Attorney, Agent or Firm: Barish; Benjamin J.
Parent Case Text
This is a continuation-in-part of application Ser. No. 088,071,
filed Oct. 24, 1979, now abandoned.
Claims
What is claimed is:
1. A spraying device comprising a nozzle formed with an outlet
orifice through which the fluid issues in the form of a jet, a
cup-shaped member having an open end supported close to and in
alignment with said orifice so as to be impinged by the jet issuing
therefrom, said cup-shaped member being floatingly mounted with
respect to the nozzle so as to be movable both in a lateral
direction with respect to said orifice and in an axial direction
towards and away from said orifice, and limiting means limiting the
floating movements of the cup-shaped member with respect to the
nozzle orifice, the open end of the cup-shaped member facing the
orifice being defined by a thin, substantially cylindrical wall
whose thickness is a small fraction of the diameter of its open
end, the inner diameter of the cup-shaped member being slightly
larger than the sum of the outlet orifice diameter and the maximum
lateral movement permitted by the limiting means, the surface of
the nozzle facing the cup-shaped member around the nozzle orifice
being substantially flat.
2. The device according to claim 1, wherein the depth of the
cup-shaped member is at least one-half the diameter of its open
end.
3. The device according to claim 1, wherein the outer rim of the
cup-shaped member facing the orifice has a relatively sharp
edge.
4. The device according to claim 1, wherein said cup-shaped member
is biased by its own weight to close the nozzle orifice upon the
termination of the jet therefrom.
5. The device according to claim 4, wherein the outward movement of
the cup-shaped member is limited by said limiting means to a
distance less than the diameter of the open end of the cup-shaped
member.
6. The device according to claim 5, wherein the lateral movement of
the cup-shaped member is limited by said limiting means to a
distance less than one-half the diameter of the open end of the
cup-shaped member.
7. The device according to claim 1, wherein the limiting means
comprises a rod of greater length, and of smaller diameter, than
the nozzle orifice and passing therethrough, the outer end of the
rod being attached to the center of the bottom wall of the
cup-shaped member, and the inner end of the rod including a stop
limiting the outward movement of the rod and the cup-shaped member
with respect to the nozzle orifice.
8. The device according to claim 1, wherein the bottom wall of the
cup-shaped member is formed with a recess in its outer face, and
wherein said limiting means includes a U-shaped rod having two legs
attached to the nozzle and carrying a second rod at its center of
smaller cross-sectional area than, and seatable within, said recess
in the bottom wall of the cup-shaped member.

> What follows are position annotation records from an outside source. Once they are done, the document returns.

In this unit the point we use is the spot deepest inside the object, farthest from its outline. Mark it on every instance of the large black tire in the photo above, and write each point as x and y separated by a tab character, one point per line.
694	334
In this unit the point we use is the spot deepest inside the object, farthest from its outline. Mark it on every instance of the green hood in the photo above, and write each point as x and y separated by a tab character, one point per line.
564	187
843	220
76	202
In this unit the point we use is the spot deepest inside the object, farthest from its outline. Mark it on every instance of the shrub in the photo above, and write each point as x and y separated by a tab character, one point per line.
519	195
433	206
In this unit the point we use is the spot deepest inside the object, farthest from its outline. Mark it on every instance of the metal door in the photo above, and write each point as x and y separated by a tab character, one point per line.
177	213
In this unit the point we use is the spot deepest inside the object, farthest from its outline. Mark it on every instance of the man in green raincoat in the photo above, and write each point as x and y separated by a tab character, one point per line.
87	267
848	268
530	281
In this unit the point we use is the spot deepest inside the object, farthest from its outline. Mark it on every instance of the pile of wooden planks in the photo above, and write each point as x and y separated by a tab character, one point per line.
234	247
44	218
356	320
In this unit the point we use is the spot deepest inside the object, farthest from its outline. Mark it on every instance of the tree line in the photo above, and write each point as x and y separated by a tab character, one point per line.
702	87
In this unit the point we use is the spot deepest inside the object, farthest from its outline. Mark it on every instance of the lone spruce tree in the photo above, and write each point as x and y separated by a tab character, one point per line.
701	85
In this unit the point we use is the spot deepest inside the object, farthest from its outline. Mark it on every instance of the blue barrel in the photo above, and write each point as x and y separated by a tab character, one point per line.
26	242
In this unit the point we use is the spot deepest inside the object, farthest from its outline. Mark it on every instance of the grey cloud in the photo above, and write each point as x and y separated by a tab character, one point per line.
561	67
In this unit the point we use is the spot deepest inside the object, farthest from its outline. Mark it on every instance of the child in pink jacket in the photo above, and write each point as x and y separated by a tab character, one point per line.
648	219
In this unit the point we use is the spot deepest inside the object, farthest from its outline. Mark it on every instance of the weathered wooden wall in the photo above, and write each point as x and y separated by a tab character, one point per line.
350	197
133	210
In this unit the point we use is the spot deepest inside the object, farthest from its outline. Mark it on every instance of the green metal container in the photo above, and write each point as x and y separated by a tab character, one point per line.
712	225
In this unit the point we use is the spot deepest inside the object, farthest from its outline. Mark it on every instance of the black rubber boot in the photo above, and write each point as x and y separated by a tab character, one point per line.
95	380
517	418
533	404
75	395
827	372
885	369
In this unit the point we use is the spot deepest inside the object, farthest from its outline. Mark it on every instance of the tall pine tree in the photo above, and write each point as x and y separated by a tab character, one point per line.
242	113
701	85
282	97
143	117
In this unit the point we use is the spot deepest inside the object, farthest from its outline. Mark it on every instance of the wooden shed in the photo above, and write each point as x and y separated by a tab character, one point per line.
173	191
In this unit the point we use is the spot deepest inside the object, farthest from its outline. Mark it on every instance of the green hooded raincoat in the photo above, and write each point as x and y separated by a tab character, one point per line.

9. The device according to claim 1, wherein said cup-shaped member
is carried by a rod passing through said nozzle orifice, and is
constituted of an enlarged end of said rod and a flexible plastic
sleeve received thereover such that one end of the sleeve projects
below the enclosed end of the rod facing the nozzle orifice.
10. The device according to claim 9, wherein said flexible plastic
sleeve is frictionally received on said enlarged rod end, and is
removable therefrom so as to convert the device to a misting
device.
Description
BACKGROUND OF THE INVENTION
The present invention relates to spray nozzles or spraying devices,
and particularly to the type of spraying device described in U.S.
Pat. No. 3,958,760.
The above-cited patent describes a spraying device comprising a
nozzle formed with an outlet orifice through which the fluid issues
in the form of a jet, and a deflector supported close to and in
alignment with the nozzle orifice so as to be impinged by the jet
issuing therefrom. The deflector is floatingly mounted with respect
to the nozzle so as to be movable in a lateral direction, and
preferably also in an axial direction, with respect to its orifice
and is formed with a recess centrally of the face thereof impinged
by the jet which recess is effective to automatically self-center
the deflector with respect to the orifice. The nozzle further
includes limiting means limiting the floating movement of the
deflector with respect to the nozzle orifice.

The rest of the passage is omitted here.